Strings : Parse Regular Expressions

0
1406

Parsing Regular Expressions at HiringLibrary-Com

How do you parse regular expressions?

Rationale: First, what is a regular expression? A regular expression, in short RegEx or RegExp, is a string describing a search pattern for another string, or even a whole file. With regular expressions you can find or replace specific parts of a text easily. They are also a powerful way of checking the validity of e-mail addresses, Internet domains or postal codes.

RegEx expressions define models (or templates). For example, a regular expression for an email address would tell us that it needs to contain an @ symbol and a domain. All we need to do at this point is parse the expression and check whether a given string matches the template it defines.

Let’s see how we write patterns using regex. The following characters are allowed:

^ [A-Z] {2}[0-9] +*% $

That and nothing more. Seems puzzling, but this is actually very simple. First, the character ^ marks the beginning of the string, and $ marks its end. Between these two characters we write the actual expression. % denotes any punctuation character.

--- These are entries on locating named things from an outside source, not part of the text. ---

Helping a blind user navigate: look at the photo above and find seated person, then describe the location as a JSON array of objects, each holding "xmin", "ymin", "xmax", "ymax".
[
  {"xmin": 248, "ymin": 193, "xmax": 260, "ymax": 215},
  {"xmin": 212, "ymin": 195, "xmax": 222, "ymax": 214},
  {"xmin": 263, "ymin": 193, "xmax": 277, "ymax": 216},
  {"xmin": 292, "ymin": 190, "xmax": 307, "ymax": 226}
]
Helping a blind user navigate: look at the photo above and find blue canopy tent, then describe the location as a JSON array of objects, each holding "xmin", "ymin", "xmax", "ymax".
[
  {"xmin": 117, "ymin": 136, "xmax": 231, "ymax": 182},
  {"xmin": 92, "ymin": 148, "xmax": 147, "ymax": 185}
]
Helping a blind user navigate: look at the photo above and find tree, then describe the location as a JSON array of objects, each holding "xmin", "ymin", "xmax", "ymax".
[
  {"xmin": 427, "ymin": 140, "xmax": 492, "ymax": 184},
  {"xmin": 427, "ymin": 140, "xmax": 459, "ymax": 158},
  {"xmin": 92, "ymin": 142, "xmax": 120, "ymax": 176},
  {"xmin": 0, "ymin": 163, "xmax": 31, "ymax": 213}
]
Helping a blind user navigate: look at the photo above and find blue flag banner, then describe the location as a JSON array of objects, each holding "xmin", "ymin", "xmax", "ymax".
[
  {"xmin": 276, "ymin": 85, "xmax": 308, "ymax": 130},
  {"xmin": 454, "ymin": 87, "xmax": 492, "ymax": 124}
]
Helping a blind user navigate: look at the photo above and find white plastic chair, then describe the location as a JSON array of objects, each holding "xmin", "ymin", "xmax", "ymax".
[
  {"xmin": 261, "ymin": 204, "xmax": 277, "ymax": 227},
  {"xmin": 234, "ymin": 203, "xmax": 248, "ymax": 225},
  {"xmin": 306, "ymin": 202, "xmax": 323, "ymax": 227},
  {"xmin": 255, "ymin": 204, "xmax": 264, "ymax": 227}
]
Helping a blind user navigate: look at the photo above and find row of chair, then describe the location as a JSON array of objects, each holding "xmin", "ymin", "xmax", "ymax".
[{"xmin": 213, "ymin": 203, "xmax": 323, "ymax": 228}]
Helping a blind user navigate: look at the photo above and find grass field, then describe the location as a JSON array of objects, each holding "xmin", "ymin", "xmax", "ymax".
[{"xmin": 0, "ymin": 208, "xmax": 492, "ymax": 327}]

Square brackets [] are used to denote a sequence of characters. We can define them some selectors, or by writing directly the characters we can think of. If, for example, we want our expression to only accept digits, we would use the selector: [0-9]. If we want a lower case letter we use [a-z] and [A-Z] for upper case letters. These selectors can be combined to make a sequence such as [a-zA-Z0-9_]. This tells us that the only strings accepted are those that start with a lowercase letter, continue with an uppercase one and with a digit, followed by a white space.

 

Braces {} are used to define lengths. For example, [AZ] {2} means a sequence of exactly two upper case letters. If you want to set limits on both sides, we can do this using, for example, {2,5} , which tells us that a sequence must have 2 to 5 characters. The operators + and * are also used for lengths. For example [a-z]+ means at least one (but could be more than one) lower-case letter and [a-z]*denotes any number of lower case letters.

 

Knowing this, we can write a regular expression that would serve for the validation of an email address, as follows:

^[A-Z0-9._%-][email protected][A-Z0-9.-]+.[A-Z]{2,4}$

This means we are allowing at least one lower-case, upper-case, digit or punctuation character, followed by ‘@’, followed by at least one letter/digit/punctuation character, name, a ‘.’, and a domain made of letters, between 2 and 4 characters.

 

Every programming language comes with support for regular expressions. In C++, for example, we can use the <regex> library. This standard C++ library provides support for various regular expressions, with useful functions such as regex_match and regex_search. In C++ the difference to the general regular expression form we presented so far is that instead of right brackets ([,]) we use round brackets. For example, the expression a+, which we will use in our simple example, accepts a sequence of ‘a’ characters.

 

Before solving this problem do the following (not limited to):

  • Clarify doubts
  • Write/loudly speak/analyze single or multiple pseudocode(e.g. trivial algorithm to advanced algorithm/Data Structures) which can lead to solution
  • Explain any assumptions or limitations on the written pseudocode
  • Mention major data structures to be used
  • Also how the positive/negative functional tests prove that the resultant solution is correct. 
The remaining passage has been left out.